Besonders für die Lehre steht mittlerweile eine Reihe von digitalen Werkzeugen zur Verfügung, mit denen teilweise andere Spielregeln der Interaktion und Aufmerksamkeitslenkung einhergehen. Dies betrifft beispielsweise die Gesprächsführung in Online-Räumen, die in großem Maße von den technischen Voraussetzungen der Teilnehmenden abhängt. Doch auch die Vorbereitungszeit, die Studierende und Dozierende je nach Einbezug von Tools in einzelne Sitzungen investieren, weicht zum Teil stark von den Gewohnheiten von Präsenzveranstaltungen ab. Der Beginn der COVID-19-Pandemie und der kurzfristige Umstieg auf Distanzlehre haben auch in der medienwissenschaftlichen Gemeinschaft dazu geführt, dass seither zunehmend Übersichten zu geeigneten Werkzeugen für die Online-Lehre, aber auch Leitfäden für den Umgang damit zirkulieren. Gerade die Anforderungen einer datenschutzkonformen Nutzung mit einer leichten Bedienbarkeit in Einklang zu bringen, wird in diesem Kontext innerhalb der Hochschulen beispielsweise anhand des Einsatzes von Whiteboards diskutiert. Auf dem OMS-Blog haben Andreas Möllekamp und Feng-Mei Heberer über ihre Erfahrungen mit Open-Source-Tools in der (Distanz-)Lehre und über die veränderten Erwartungshaltungen seitens der Lehrenden und Studierenden berichtet.
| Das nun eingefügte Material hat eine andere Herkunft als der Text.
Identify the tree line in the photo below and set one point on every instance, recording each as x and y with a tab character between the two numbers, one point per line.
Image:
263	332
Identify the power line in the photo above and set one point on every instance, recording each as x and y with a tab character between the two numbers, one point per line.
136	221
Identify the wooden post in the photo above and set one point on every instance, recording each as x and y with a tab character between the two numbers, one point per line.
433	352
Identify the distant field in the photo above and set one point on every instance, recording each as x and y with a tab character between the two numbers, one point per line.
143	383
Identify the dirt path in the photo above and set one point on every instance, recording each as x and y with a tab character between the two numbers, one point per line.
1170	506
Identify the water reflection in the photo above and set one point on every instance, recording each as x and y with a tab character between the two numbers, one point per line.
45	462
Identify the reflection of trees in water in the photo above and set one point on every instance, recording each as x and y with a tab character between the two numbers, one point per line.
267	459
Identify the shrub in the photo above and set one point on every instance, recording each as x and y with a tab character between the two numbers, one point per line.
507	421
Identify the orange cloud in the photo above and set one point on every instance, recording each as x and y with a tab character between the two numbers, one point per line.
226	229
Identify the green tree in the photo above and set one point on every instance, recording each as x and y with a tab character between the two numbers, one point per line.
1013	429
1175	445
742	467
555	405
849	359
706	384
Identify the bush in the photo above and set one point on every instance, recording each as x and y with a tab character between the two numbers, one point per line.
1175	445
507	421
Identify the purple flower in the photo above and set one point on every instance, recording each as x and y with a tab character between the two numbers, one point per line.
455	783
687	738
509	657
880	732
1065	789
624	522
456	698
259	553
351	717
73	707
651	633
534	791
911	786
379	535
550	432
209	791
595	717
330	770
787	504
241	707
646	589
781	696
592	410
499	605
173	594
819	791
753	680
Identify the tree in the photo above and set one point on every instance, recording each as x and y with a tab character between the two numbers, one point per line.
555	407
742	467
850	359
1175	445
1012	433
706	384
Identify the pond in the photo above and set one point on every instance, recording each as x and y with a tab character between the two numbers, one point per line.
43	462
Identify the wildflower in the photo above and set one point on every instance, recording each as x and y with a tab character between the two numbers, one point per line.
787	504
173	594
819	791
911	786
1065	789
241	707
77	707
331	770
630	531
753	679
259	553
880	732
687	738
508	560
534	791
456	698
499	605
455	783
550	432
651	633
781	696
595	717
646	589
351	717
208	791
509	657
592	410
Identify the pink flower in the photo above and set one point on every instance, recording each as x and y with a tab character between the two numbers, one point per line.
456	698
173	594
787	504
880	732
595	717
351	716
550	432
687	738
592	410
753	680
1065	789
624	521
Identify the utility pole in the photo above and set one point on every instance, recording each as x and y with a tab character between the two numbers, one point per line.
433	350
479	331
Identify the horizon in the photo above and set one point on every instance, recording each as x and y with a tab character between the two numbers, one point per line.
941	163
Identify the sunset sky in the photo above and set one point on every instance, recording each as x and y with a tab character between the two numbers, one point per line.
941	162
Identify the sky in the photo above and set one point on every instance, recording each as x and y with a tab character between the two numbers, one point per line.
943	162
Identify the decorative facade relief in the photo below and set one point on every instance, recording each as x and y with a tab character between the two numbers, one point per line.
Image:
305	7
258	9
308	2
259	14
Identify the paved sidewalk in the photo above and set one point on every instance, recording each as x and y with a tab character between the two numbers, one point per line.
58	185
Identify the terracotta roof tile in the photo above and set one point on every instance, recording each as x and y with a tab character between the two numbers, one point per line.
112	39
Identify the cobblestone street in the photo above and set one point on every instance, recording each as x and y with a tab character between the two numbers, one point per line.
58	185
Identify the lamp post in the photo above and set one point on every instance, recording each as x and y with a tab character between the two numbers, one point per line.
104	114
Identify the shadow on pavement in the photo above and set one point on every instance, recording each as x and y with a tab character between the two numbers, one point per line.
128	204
Wie sehen die Einschätzungen zwei Jahre nach Beginn der Pandemie aus?

Forschung

Mithilfe von frei zugänglichen digitalen Tools und den dazugehörigen Einführungen über Plattformen wie The Programming Historian und Ranke.2 oder individuelle Kursangebote von Hochschulen können Kompetenzen beispielsweise im Feld der Programmierung von Tools, Visualisierung von Forschungsergebnissen und in der (digitalen) (Daten-)Quellenkritik selbstständig erweitert werden.6 Dabei bleiben aber die Fragen bestehen, wie niederschwellig solche Werkzeuge in der Praxis sind, und in welchem Ausmaß ihr Design und methodologisches Fundament eine medienwissenschaftliche Herangehensweise zu- oder nachträglich beeinflusst. Darüber hinaus spielt neben der kritischen Reflexion von Teildimensionen eines Tools – wie dessen Anwendbarkeit, Kompatibilität und Relevanz für Forschungsfragen – auch die Dokumentation  von Entscheidungsprozessen eine wichtige Rolle, insbesondere für das Feld des Forschungsdatenmanagements. Das tangiert nicht zuletzt auch die Langzeitarchivierung und die damit verbundenen Nachnutzungsmöglichkeiten von Forschungsdaten, die gerade bei proprietärer Software mit Schwierigkeiten verbunden sind, aber von (unerfahrenen) Anwender:innen im Vorfeld oft nicht vorhergesehen werden. Somit ist die Anwendung von digitalen Werkzeugen in der Forschung in einem Spannungsfeld angesiedelt, in dem sich Medienwissenschaftler_innen damit auseinandersetzen, inwiefern wir Tools nutzen, um unsere Forschungsfragen zu beantworten, oder ob wir umgekehrt unsere Forschungsinteressen an die verfügbaren Datensätze und Werkzeuge anpassen.7

(Interaktive) Webseiten

Neben den Forschungswerkzeugen, die zur Anwendung im Browser oder als heruntergeladenes Programm konzipiert sind, fungieren verschiedene Webseiten als interaktive Portale, welche selbst als Tool genutzt werden können. Webseiten aus interdisziplinären Projektkontexten wie Rhizom Filmgeschichte und der Women Film Pioneers Explorer laden die Besuchenden zur Erkundung eines bestimmten Datensatzes ein. Hierbei bleibt es den Nutzer_innen selbst vorbehalten, in welcher Reihenfolge und mit welchem Ziel sie die einzelnen Werkzeuge und Inhalte verwenden. Darüber hinaus stellt das Format der interaktiven Webseite für die Initiator_innen und Entwickler_innen eine Möglichkeit dar, um mit den Nutzer_innen in Austausch zu treten, ob über das Angebot von Diskussionsforen oder die Bereitstellung von Videomitschnitten. In der Sonderreihe bekommen wir Einblicke in die Herausforderungen, die solche Webseiten für beide Gruppen stellen.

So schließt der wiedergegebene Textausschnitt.